Mon cœur se serre, le souffle du vent transporte l'odeur de son parfum jusqu'à mes narines. J'essaye de ne pas flancher.
— D'abord, j'ai deux ou trois questions à te poser., j'annonce.
Il fronce les sourcils, je n'ai pas envie d'y aller par quatre chemins. Je serre mes poings dans mes poches et enfonce ma tête dans mes épaules après qu'un souffle d'air froid se soit infiltré dans ma nuque. Je lance :
— Qu'est-ce que tu as raconté à Maggie sur notre rupture ?
Un sourire mi-amusé mi-moqueur déforme ses lèvres. Il ricane.
— "Maggie" hein ? Vous vous appelez par des petits surnoms maintenant ?
Je me braque.
— Ne réponds pas à une question par une autre question, Antoine.
Il semble alors surpris, presque incrédule.
— Qu'est-ce tu veux que je lui raconte ?, demande-t-il sur un ton légèrement agacé. Je lui ai dit qu'on a rompu, que ça n'allait plus dans notre couple et que j'ai donc mis un terme à notre relation. C'est la vérité, non ? C'est ce qu'il s'est passé. On ne s'entendait plus Aline, tu le sais bien. Ça ne servait à rien de forcer les choses.
J'approuve d'un bref hochement de tête. Il poursuit :
— Après, je me suis rapproché de Magdalena, et ça nous est tombé dessus comme ça. Je ne pensais pas que tu m'en voudrais.
J'hallucine... Comment est-ce que je pouvais ne pas lui en vouloir ? J'en veux à la Terre entière !

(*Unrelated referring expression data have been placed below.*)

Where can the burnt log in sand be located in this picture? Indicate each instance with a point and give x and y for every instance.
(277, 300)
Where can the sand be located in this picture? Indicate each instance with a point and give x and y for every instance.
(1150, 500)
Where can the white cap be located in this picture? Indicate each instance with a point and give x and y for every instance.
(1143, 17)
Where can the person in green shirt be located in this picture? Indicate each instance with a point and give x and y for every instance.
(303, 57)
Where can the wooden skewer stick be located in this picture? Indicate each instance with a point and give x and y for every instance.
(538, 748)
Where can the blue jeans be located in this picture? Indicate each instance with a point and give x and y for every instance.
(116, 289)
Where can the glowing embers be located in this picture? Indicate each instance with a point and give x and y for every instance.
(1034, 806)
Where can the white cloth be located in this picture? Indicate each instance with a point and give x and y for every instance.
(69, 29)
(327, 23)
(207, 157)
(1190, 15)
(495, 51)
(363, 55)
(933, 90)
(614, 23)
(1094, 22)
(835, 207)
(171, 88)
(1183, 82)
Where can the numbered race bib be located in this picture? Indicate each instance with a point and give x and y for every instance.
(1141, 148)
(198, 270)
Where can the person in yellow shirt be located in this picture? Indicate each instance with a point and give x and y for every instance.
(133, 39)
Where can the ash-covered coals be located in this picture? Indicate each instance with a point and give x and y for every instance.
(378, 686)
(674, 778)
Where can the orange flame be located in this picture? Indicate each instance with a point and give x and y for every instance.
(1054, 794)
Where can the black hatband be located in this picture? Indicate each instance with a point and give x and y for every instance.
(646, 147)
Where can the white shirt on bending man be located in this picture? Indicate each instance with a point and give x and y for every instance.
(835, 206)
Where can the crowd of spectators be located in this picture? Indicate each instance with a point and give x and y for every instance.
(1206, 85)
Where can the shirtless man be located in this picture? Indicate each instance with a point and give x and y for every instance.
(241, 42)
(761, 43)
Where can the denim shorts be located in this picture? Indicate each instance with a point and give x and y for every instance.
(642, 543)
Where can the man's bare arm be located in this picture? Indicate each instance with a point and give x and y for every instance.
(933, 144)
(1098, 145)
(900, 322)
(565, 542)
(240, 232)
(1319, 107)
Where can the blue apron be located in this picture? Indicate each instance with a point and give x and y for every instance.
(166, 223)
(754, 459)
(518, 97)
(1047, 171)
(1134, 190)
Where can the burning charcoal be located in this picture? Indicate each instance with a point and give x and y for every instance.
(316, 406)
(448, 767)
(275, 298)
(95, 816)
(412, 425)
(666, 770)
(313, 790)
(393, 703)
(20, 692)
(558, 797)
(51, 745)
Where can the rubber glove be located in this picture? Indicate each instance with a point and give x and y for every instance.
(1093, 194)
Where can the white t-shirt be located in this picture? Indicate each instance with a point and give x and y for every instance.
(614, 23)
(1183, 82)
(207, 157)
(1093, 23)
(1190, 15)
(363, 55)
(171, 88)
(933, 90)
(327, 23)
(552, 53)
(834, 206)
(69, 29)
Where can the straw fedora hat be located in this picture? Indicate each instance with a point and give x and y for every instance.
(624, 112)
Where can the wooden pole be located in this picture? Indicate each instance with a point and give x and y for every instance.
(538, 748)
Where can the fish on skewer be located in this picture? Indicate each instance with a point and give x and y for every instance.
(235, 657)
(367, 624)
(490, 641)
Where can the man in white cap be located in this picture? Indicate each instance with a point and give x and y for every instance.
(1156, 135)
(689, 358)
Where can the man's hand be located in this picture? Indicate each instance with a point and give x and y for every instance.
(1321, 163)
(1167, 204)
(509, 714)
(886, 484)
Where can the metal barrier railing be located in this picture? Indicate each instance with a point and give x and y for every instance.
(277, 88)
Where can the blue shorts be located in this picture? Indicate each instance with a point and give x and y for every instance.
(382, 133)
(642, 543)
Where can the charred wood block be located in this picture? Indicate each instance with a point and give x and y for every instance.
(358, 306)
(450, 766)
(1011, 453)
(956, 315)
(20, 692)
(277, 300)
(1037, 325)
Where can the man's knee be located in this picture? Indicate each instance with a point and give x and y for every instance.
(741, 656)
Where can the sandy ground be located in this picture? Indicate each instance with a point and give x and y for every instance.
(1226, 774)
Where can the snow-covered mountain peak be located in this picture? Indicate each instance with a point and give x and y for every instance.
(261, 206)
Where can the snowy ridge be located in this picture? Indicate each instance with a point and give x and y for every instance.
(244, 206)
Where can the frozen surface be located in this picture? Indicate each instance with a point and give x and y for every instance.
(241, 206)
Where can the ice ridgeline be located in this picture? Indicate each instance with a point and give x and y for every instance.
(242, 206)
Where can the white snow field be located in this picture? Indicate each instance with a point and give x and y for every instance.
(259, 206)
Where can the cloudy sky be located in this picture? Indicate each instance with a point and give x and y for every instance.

— Alors, c'est tout ?, je conclus. Tu ne lui as pas fait croire que c'était moi qui t'avais quitté ou quelque chose de ce genre ? Tu lui as dit, mot pour mot : "j'ai rompu avec Aline parce que ça n'allait plus dans notre couple" ?
Une fois de plus il fronce les sourcils et a un mouvement de recul. Une bourrasque ruine sa coiffure, je m'en amuse discrètement.
Après avoir passé une main dans ses cheveux, il soupire et ajoute :
— Pas exactement mot pour mot, mais dans les grandes lignes oui, c'est ce que je lui ai dit.
Puis, il s'impatiente :
— C'est bon là ? On peut faire ton truc pour l'art-plastique maintenant ? Déjà que je suis bien gentil d'être venu...
Il a marmonné cette dernière phrase en espérant que je ne l'entende pas, mais malheureusement pour lui — et pour moi — ce fut le cas.
Pourtant, je jubile intérieurement, et lui demande de poser sur le tourniquet lancé à fond pour le faux shooting. Je sais qu'il déteste les attractions qui tournent et qui vont vite, alors les deux combinés ensemble... Il grimace, puis cède et s'installe sur le jeu qui est, en temps normal, adressé aux enfants. Je sais aussi qu'il ne peut pas résister à l'idée d'être pris en photo. Antoine a un côté très narcissique et imbu de lui-même, ça finira par le perdre, j'en suis convaincue.
Il s'accroche à la barre en métal devant lui, et je lance le tourniquet le plus vite possible avant de déclencher des prises de vue au hasard avec mon reflex.
Au fond, je n'ai jamais été aussi satisfaite de moi-même. Un petit sourire en coin étire mes lèvres. Antoine peut bien raconter ce qu'il voudra, j'ai enregistré notre conversation.